This is about how reportage and interviewing connect. And this reference to King Solomon points to one of storytelling’s ancient problems.

I’ve just listened to Malala Yousafzai speak boldly against the Taliban attack on her last October. Their shooting of her may have been in line with their religious and political priorities to keep women subjugated according to their interpretation of Islam. But it backfired severely in a world that is becoming more intolerant of any culture that suppresses any part of its population that could be helping to lift it instead. As I listened to BBC reporters interview three ten year old girls; two in a Pakistani school for girls, and one making mud bricks at a family home though, I thought about the responsibility of journalism.

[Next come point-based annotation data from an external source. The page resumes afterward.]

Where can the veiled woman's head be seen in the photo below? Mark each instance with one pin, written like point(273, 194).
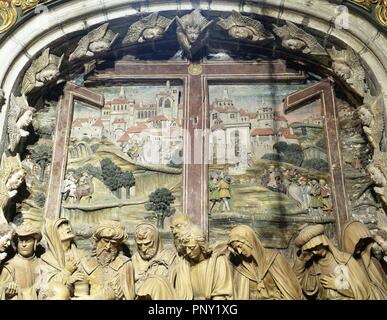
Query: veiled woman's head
point(195, 244)
point(244, 242)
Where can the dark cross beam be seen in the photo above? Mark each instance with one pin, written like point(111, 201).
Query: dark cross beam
point(323, 90)
point(62, 138)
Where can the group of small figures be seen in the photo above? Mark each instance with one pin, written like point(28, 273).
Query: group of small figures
point(239, 268)
point(312, 195)
point(74, 188)
point(219, 187)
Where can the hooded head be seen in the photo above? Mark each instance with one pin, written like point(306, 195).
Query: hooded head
point(148, 242)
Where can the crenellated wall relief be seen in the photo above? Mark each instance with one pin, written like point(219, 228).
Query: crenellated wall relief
point(102, 127)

Journalism says the truth must be visible for all to see and verify, even if that means exposing the people with the most to lose to the people who want most to insure they lose it. Those two girls, identified by their real names, are in danger now, as far as I can tell. The third, making mud bricks, far from a school and other girls, is no threat to religious fundamentalism.

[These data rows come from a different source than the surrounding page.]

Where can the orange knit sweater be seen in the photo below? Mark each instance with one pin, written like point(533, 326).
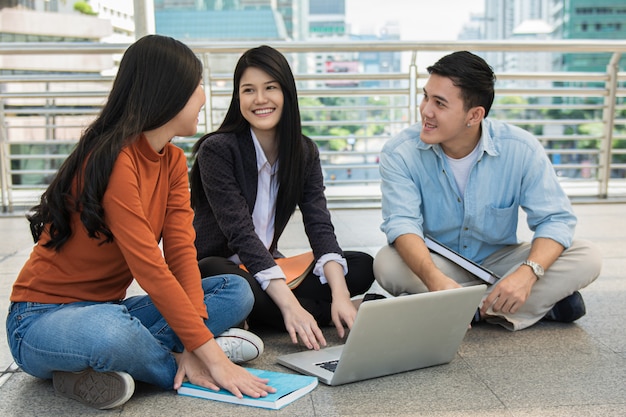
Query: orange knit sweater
point(147, 200)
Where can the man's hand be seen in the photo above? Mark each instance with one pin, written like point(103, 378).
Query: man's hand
point(510, 293)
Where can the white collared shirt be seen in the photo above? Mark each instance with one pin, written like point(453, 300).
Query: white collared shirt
point(264, 219)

Should the girls in school be afraid for their lives? That’s a lot to ask of ten year olds. But the adults should certainly be. The world has rallied around Malala Yousafzai and has made her into a symbol of the emancipation of girls and women from radical sects and muslim extremists. Take note however, that on Pakistani social media, Ms. Yousafzai is being criticized for being a “Drama Queen” and reflecting unfavorably upon Islam. These things said about an innocent women who took a bullet to her head after she dared to speak out about the right of girls to go to school. So even if these groups don’t dominate Pakistan – the country with the highest percentage of girls not in school – their views certainly seem to.

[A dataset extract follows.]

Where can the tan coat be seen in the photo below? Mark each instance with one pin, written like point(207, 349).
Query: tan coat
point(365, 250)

Does that make Pakistan a pyrrah? It’s a debatable questions, especially if its citizens are looking at Octomom, or Girls Gone Wild videos and asking themselves, “Is this what Western freedom does to women?” But it doesn’t justify murder or torture. It doesn’t mean that they then have the right to rape and kill and mutilate females who refuse the polar opposite mold.  And an equally important question for this post; does that mean Western media should point out girls trying to attain both personal freedom and national pride despite these practitioners of tribalism only to be raped or killed or mutilated into subjugation? The amazing thing about political freedom is the right of choice. As stupid and demeaning as a behavior may be, a free society allows it as long as it isn’t doing harm to yourself or someone else, and as long as it isn’t so revolting that people eventually can’t stand it anymore. But the threshold for revulsion can be high in free societies.

I will forever be torn over journalism’s ironic necessity to tell the story with full attribution and disclosure of someone who, more than anything, needs anonymity to survive. I understand without it, anyone can claim any set of circumstances is true, and thus, manipulate an audience without proper facts. I understand a cause celeb can bring many people out of the shadows and give their own experience voice. And I understand that some people tell their stories while accepting their fate that they may become martyrs for their causes. But in many cases, our need to be exactly sure of who these people are only puts huge fluorescent targets on their backs, with their only comfort being that the fickle West might remember their cause even if it doesn’t remember the life they lost because of it.